Le rejet par les électeurs américains de l’Establishment et de la mondialisation (que nous avions également observé avec le référendum britannique sur l’appartenance à l’UE) a clairement provoqué une hausse des risques géopolitiques. Avec les élections prochaines en Europe, dont le référendum en Italie et les élections présidentielles en Autriche, ainsi que des élections cruciales en France et en Allemagne l’année prochaine, ces tensions devraient encore être présentes un certain temps.
Si le rejet de la mondialisation continue de se répandre à travers l’Europe, les implications devraient être profondes, notamment pour le système bancaire fragile au sein de la région.
Une nouvelle déstabilisation de la zone euro par des partis populistes préconisant la sortie d’un pays membre significatif de la zone euro mettrait le système financier sous une forte pression et impacterait considérablement les marchés internationaux.

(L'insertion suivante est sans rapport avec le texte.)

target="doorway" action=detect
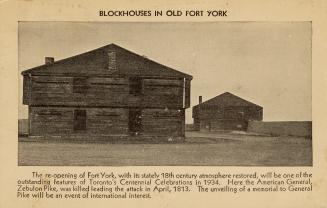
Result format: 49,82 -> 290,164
128,108 -> 143,135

Le mois dernier, j’ai évoqué l’ère des « taux bas pour longtemps » qui pouvait être mise à mal par une hausse de la croissance, de l’inflation et des taux d’intérêt ainsi que les éventuelles conséquences pour les actifs risqués. Compte tenu de la victoire de Donald Trump, personne ne peut manifestement se permettre de sous-estimer les perspectives d’inflation.
Il est probable que le nouveau Président républicain préconise un programme de politiques budgétaires expansionnistes, incluant notamment des réductions d’impôts assez considérables, ainsi qu’un programme de dépenses d’infrastructures, deux volets susceptibles de pousser l’inflation. Nous avons par conséquent observé une hausse des rendements obligataires, le marché nous montrant ainsi qu’il faut s’attendre à une réponse budgétaire et à une poussée inflationniste avec l’arrivée de Donald Trump à la Maison Blanche. Il s’agit là d’une dynamique moins favorable aux obligations.
S’agissant des marchés actions, les investisseurs ont réagi en se détournant des secteurs défensifs proposant des « substituts d’obligations » au profit des valeurs cycliques. Les actions américaines qui génèrent des bénéfices domestiques ont également été prisées compte tenu du discours isolationniste de Donald Trump préalablement aux élections, lequel a en particulier joué en faveur des petites sociétés.
La finance bénéficie également de la pentification de la courbe des rendements obligataires, la capacité des banques à se recapitaliser elles-mêmes s’améliorant considérablement, ce qui s’est reflété dans la rotation sectorielle relativement brutale.
Si Donald Trump poursuit un programme protectionniste, nous assisterons probablement à une scission plus marquée entre l’économie domestique et l’économie internationale.
Il est manifeste que nous étudions toujours quelles pourraient être les conséquences de l’arrivée du Républicain à la présidence mais si le marché a raison de penser que les politiques de la nouvelle administration marqueront la fin de la longue phase haussière pour les obligations et susciteront une poussée de la croissance et de l’inflation, la dynamique de taux « bas pour longtemps » observée sur les marchés ces dernières années devrait changer. En d’autres termes, le phénomène des principaux rendements obligataires toujours en baisse et forçant dès lors les investisseurs à se tourner vers les actifs risqués pourrait ne plus constituer un facteur essentiel. Si la forme de la courbe des rendements obligataires persiste, notre stratégie d’investissement commencera pour sa part à évoluer.
Une autre question clé se pose toutefois : si nous assistons à une hausse des taux d’intérêt sur fond de remontée de l’inflation, comment y ferons-nous face compte tenu des niveaux élevés d’endettement dans le monde développé. Pour l’heure, nous ne voyons pas comment les gouvernements des marchés développés réagiront face à des coupons plus élevés.
Au Royaume-Uni, l’attention focalisée sur les Etats-Unis a permis à la livre sterling de « sortir du coin » et celle-ci pourrait entamer un rallye face au dollar, toute l’attention reposant désormais non plus sur le pays mais bien sur les Etats-Unis et ailleurs.
Le marché japonais est, de par sa nature, déjà un marché cyclique/axé sur le rendement (value) et a ainsi bénéficié du désintérêt pour les actions défensives. Nous nous sommes penchés sur cette région ces dernières semaines dans la mesure où notre légère surpondération pourrait être compromise par toute une série de révisions à la baisse des bénéfices, les prévisions pour 2016 ayant été ramenées de 9% à 0%. Nous avons toutefois décidé de maintenir notre surpondération des actions japonaises, celles-ci conservant des valorisations raisonnables dans un contexte d’évolution favorable du yen face au billet vert. Nous n’oublions cependant pas à quel point l’orientation future du yen sera cruciale pour l’économie et les bénéfices.